Der Nachbar darf noch ein Jahr nach Baubeginn den Abriss eines Anbaus einfordern, wie ein Urteil des Bundesgerichtshofs zeigt

Die Baustelle wird stillgelegt, und der Abriss eines Anbaus droht. Dieser Albtraum kann trotz erteilter Baugenehmigung wahr werden, wie ein Urteil des Bundesgerichtshofs zeigt (Az.: VII ZR 8/10). Private Bauherren müssen sich danach klar darüber sein, dass der Nachbar noch bis zu einem Jahr nach Baubeginn Widerspruch gegen eine erteilte Baugenehmigung einlegen kann. Darauf weist die Bonner Anwaltssozietät Eimer Heuschmid Mehle hin.

Im konkreten Fall ging es um die Frage, wer es versäumt hatte, die Zustimmung des Nachbarn nach verzögertem Start und Änderung der Baumaßnahme einzuholen: Der beauftragte Architekt oder der Bauherr bzw. Eigentümer? Die Karlsruher Richter befanden, dass es sich im konkreten Fall um einen "Sorgfaltsverstoß des Auftragsgebers in eigenen Obliegenheiten" handelt, ihn somit ein Mitverschulden trifft. Die Haftung des Architekten beim Schadensersatz ist dadurch begrenzt. Denn dem Bauherren sei bewusst gewesen, dass die Zustimmung des Nachbarn für die Änderung ausstand. Trotzdem habe er ohne Rücksicht auf mögliche Konsequenzen mit dem Bau begonnen.

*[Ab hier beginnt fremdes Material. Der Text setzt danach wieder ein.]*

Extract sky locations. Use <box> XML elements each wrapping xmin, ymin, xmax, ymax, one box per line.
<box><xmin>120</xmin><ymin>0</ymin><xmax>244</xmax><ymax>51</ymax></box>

Dazu Christian Huhn, Baurechtler in der Bonner Kanzlei: "Grundsätzlich kann in jeder Bauphase zwischen dem Auftraggeber und dem Architekten wirksam vereinbart werden, dass das Genehmigungsrisiko auf den Bauherrn übergeht. Doch das war hier nicht der Fall." Insofern habe das Gericht mit der Entscheidung die Frage beantwortet, wann der Bauherr auch ohne Vereinbarung und trotz der werkvertraglichen Architektenpflichten mithaftet. "Und jetzt ist klargestellt: Der Architekt muss zwar mögliche Widerspruchsrechte prüfen und den Auftraggeber sogar auffordern, fehlende Zustimmungen einzuholen. Doch er muss sich nicht selbst mit den Nachbarn einigen", betont Huhn. Grundsätzlich schulde er aber seinem Auftraggeber eine dauerhaft genehmigungsfähige Planung. Schadensersatzansprüche gegen die Behörde kämen zwar auch in Betracht, seien in der Regel aber schwer und oft auch nur teilweise durchzusetzen. Im vorliegenden Fall hatte die Bauaufsicht die Genehmigung für den ursprünglich eingeschossigen Anbau erteilt, obwohl eine neue Zustimmung des Nachbarn zur zweigeschossigen Version ausstand.